Repairs and New Installs
Irrigation Problems Get Worse When You Wait
Most irrigation issues start small. A single cracked pipe. A head that stopped rotating. A zone that pressurizes but puts out half the water it should. The problem is that Newton County's heavy clay soil does not forgive slow leaks. That moisture seeps down, softens the soil around your foundation, and starts pulling your landscaping beds out of shape. Zone failures left unaddressed kill entire sections of lawn before summer is over. By the time the damage is visible above ground, the repair bill has already grown.
Liba starts every irrigation job with a proper diagnosis before any digging. We run each zone, check pressure, inspect heads, and trace the line to find where the system is losing water. We do not guess and we do not dig blindly. Once we know exactly what is wrong, we give you a clear repair plan and a price before we start work.
For pipe repairs, we excavate cleanly, replace the damaged section with the correct fitting, and backfill and tamp so the surface looks right when we leave. For head replacements, we adjust coverage patterns so your lawn gets water and your driveway and sidewalk do not. Zone repairs address the electrical and hydraulic issues at the valve rather than patching symptoms at the surface. Controller upgrades give you accurate programming so every zone runs the right amount of time for current conditions.

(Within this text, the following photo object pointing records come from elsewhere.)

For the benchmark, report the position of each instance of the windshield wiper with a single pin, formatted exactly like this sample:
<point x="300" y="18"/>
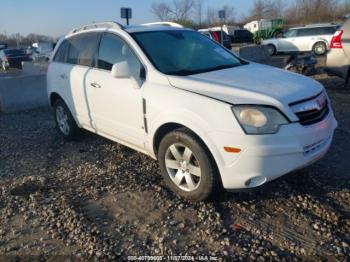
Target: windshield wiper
<point x="186" y="72"/>
<point x="220" y="67"/>
<point x="182" y="72"/>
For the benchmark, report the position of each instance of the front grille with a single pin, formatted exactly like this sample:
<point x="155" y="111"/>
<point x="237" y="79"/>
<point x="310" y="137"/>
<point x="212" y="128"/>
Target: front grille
<point x="314" y="147"/>
<point x="313" y="116"/>
<point x="312" y="110"/>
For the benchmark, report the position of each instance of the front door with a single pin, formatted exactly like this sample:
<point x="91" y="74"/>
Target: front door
<point x="116" y="103"/>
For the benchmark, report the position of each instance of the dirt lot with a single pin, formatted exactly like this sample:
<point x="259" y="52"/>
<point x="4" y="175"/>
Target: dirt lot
<point x="95" y="198"/>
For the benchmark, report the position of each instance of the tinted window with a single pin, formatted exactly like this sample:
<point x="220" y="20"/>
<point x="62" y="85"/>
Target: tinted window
<point x="316" y="31"/>
<point x="242" y="33"/>
<point x="82" y="49"/>
<point x="325" y="30"/>
<point x="290" y="33"/>
<point x="307" y="32"/>
<point x="114" y="50"/>
<point x="61" y="53"/>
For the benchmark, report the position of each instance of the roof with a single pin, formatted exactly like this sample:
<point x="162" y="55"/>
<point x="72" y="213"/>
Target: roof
<point x="142" y="28"/>
<point x="315" y="26"/>
<point x="131" y="29"/>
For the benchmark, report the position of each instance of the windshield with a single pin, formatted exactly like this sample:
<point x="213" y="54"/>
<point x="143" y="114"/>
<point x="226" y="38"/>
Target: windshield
<point x="14" y="52"/>
<point x="184" y="52"/>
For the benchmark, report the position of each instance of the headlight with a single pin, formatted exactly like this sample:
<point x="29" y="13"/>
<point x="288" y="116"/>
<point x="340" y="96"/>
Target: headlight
<point x="259" y="119"/>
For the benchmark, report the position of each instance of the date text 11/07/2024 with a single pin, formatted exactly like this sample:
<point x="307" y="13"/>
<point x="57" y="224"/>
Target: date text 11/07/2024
<point x="173" y="258"/>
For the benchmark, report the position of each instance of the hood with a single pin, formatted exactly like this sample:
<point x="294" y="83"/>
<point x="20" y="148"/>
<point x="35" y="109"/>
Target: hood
<point x="250" y="84"/>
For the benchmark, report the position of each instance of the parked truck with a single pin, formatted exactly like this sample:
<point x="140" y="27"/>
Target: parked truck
<point x="265" y="28"/>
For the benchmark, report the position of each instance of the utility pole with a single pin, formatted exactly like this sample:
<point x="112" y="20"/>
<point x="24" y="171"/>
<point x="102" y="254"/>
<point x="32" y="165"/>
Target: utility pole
<point x="222" y="16"/>
<point x="126" y="13"/>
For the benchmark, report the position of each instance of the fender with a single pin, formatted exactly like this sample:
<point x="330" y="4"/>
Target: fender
<point x="190" y="120"/>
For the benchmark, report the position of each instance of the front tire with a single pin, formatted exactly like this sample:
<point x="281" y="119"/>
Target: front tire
<point x="65" y="122"/>
<point x="319" y="48"/>
<point x="187" y="166"/>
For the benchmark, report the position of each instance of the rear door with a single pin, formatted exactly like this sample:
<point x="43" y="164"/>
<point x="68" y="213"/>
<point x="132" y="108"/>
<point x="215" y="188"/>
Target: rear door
<point x="116" y="103"/>
<point x="81" y="53"/>
<point x="305" y="39"/>
<point x="287" y="43"/>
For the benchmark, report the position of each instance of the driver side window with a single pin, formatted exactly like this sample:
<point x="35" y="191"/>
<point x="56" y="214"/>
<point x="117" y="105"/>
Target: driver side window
<point x="114" y="50"/>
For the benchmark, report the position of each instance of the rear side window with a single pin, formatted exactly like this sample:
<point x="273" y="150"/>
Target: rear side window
<point x="82" y="49"/>
<point x="61" y="53"/>
<point x="326" y="30"/>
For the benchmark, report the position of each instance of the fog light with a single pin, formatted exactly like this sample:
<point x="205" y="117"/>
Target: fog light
<point x="255" y="181"/>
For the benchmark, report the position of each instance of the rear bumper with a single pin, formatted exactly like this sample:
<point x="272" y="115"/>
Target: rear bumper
<point x="337" y="63"/>
<point x="267" y="157"/>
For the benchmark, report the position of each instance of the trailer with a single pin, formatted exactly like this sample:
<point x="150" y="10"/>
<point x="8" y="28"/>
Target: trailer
<point x="265" y="28"/>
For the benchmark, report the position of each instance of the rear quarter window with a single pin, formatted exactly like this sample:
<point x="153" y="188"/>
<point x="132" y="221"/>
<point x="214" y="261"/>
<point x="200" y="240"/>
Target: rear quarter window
<point x="82" y="49"/>
<point x="61" y="53"/>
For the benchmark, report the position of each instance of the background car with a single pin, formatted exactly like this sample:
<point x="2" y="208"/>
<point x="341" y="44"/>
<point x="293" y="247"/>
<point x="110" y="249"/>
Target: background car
<point x="338" y="59"/>
<point x="13" y="58"/>
<point x="311" y="38"/>
<point x="242" y="36"/>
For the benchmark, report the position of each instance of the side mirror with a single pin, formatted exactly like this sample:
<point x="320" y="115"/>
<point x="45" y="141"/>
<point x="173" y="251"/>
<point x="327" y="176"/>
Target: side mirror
<point x="121" y="70"/>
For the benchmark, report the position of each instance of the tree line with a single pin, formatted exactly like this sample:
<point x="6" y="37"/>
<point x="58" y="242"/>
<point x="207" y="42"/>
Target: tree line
<point x="194" y="13"/>
<point x="20" y="41"/>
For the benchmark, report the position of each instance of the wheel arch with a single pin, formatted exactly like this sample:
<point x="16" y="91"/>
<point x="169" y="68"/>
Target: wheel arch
<point x="320" y="41"/>
<point x="168" y="127"/>
<point x="53" y="97"/>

We also design and install complete irrigation systems for residential and commercial properties across Newton County. New construction, older homes that have never had a system, and commercial properties that need a professional layout with proper zone balancing and commercial-grade heads. We pull the design together based on your property layout, soil type, and water pressure, then install it and walk you through the controller before we leave.
Liba serves Covington, Conyers, McDonough, Monroe, Loganville, and surrounding Newton County. GDOT certified, licensed and insured, family-owned since 2013.
Georgia averages 50 inches of rain per year but most of it falls unevenly. July and August bring dry stretches that kill unirrigated Bermuda within two weeks. Georgia red clay has poor water infiltration. Run irrigation too fast and the water runs off the surface before it soaks in. Proper zone scheduling in Newton County means shorter, more frequent cycles rather than one long soak. Backflow preventers are required by Georgia code on all irrigation systems tied to a municipal water supply.